One night as I was about to start my devotional time, God spoke to me and was asking “why are you afraid and avoiding spending time with me?” I realized I had been afraid the past week to spend quiet time and be in that close intimate space with God. I didn’t think that I was afraid but I began to look back on the past week after getting home. I realized that I had been avoiding prayer time with “good” things. My wife wanted to watch a movie so I would spend extra time with her. I felt I needed to unwind after a hard day's work so I would play games online with friends. In and of themselves these things aren’t bad (especially spending time with my wife) but I was using those things as excuses because I was afraid. I thought that if I spent time with God I would feel shame for having been so long since I prayed and spent time with him. I didn’t want to “get in trouble” with God, so I avoided it. I kept up reading my Bible and the books we were reading because that was easy. I didn’t feel exposed and vulnerable with God when I could engage those things intellectually and detached from my emotions.
What God spoke to me that night as I began to pray whas that He has nothing but love for me. There is never shame to go to Him because His perfect love casts out all fear. Before I could even form His name on my lips, in my deepest sin, in my full depravity, He loved me and died for me. There was nothing that could separate me from the love of the Father.

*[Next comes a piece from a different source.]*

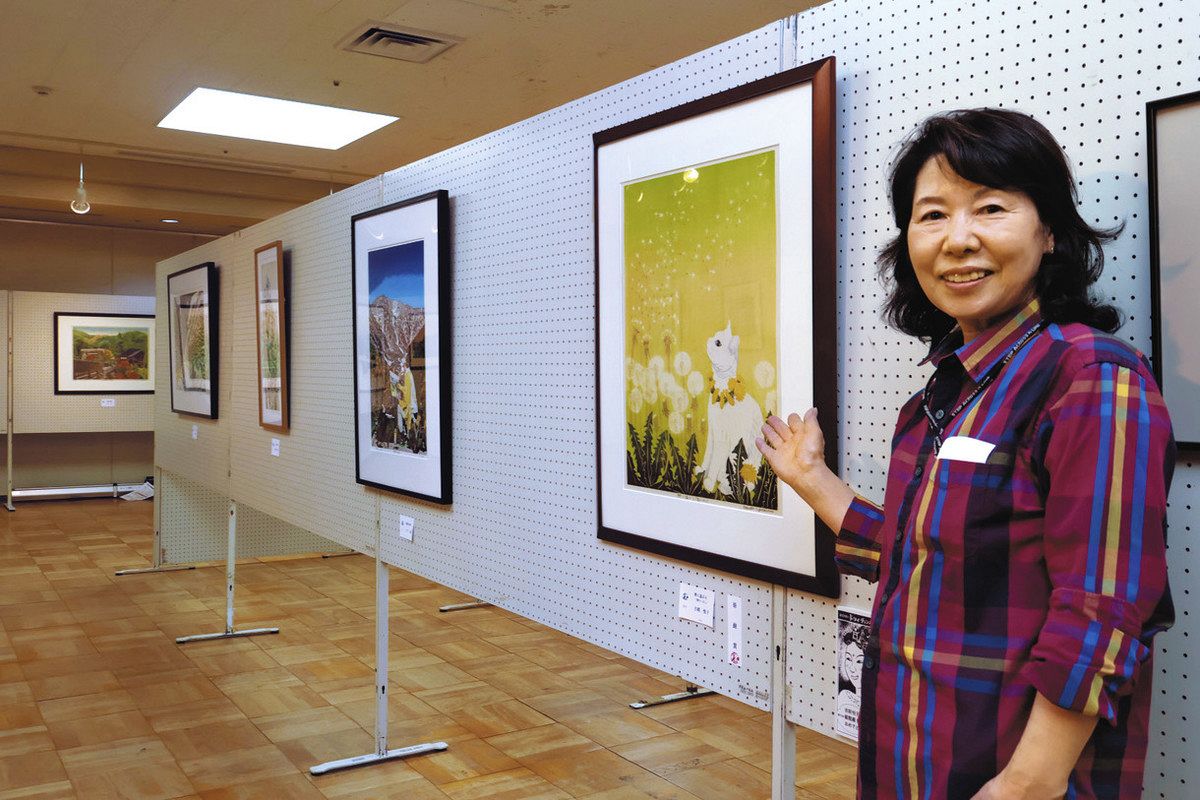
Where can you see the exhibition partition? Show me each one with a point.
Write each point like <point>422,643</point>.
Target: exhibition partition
<point>521,531</point>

There is no need for shame or fear when it comes to God. He loved us in our worst moments and far before we ever loved Him. I don’t know if you have been experiencing any fear or a feeling of shame for what you have or haven’t done, but those things don’t come from God. God wants and desires to have that interment time. It brings Him joy when we meet him in the quiet places and get to spend quality alone time with Him. So why wait? Go spend time with the God that loves you more than you could understand or even imagine!